Tout ce que l’UMP essayera de grappiller à l’extrême-droite ne suffira pas à combler ce qu’elle aura perdu au centre et pour son image qui se consumera au fil des polémiques dont ses « alliés » FN, on le sait, sont d’incorrigibles habitués. L’érosion devra durer jusqu’à ce que la majorité des dirigeants et du « peuple de droite » reprennent conscience et réapprennent à croire qu’elle ne peut durablement gagner que sur la base de ses propres valeurs républicaines (de droite) et qui sont fondamentalement incompatibles avec les idées d’extrême-droite. Il faudra ensuite renouer des alliances, saines. Ça prendra du temps. La route sera longue comme disait l’autre, mais c’est tout ce qu’il y aura à faire.
L’UMP aura inutilement perdu un temps précieux puisqu’en face, le Parti Socialiste et ses alliés auront eu tout le loisir de renforcer leurs assises, d’affermir leur emprise sur le pays et de se structurer en formations imbattables.

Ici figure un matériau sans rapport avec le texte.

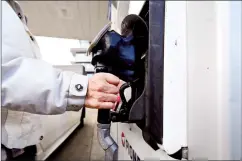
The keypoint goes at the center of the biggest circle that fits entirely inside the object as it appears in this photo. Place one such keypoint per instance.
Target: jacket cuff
(77, 92)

Allez, rue de Solférino, champagne !
Boniface MUSAVULI
[1] Définition de l’immigré retenue par l’INSEE : (…) personne née étrangère à l'étranger et résidant en France. (…) Certains immigrés ont pu devenir français, les autres restant étrangers. Les populations étrangère et immigrée ne se confondent pas totalement : un immigré n'est pas nécessairement étranger et réciproquement, certains étrangers sont nés en France (essentiellement des mineurs). La qualité d'immigré est permanente : un individu continue à appartenir à la population immigrée même s'il devient français par acquisition. C'est le pays de naissance, et non la nationalité à la naissance, qui définit l'origine géographique d'un immigré.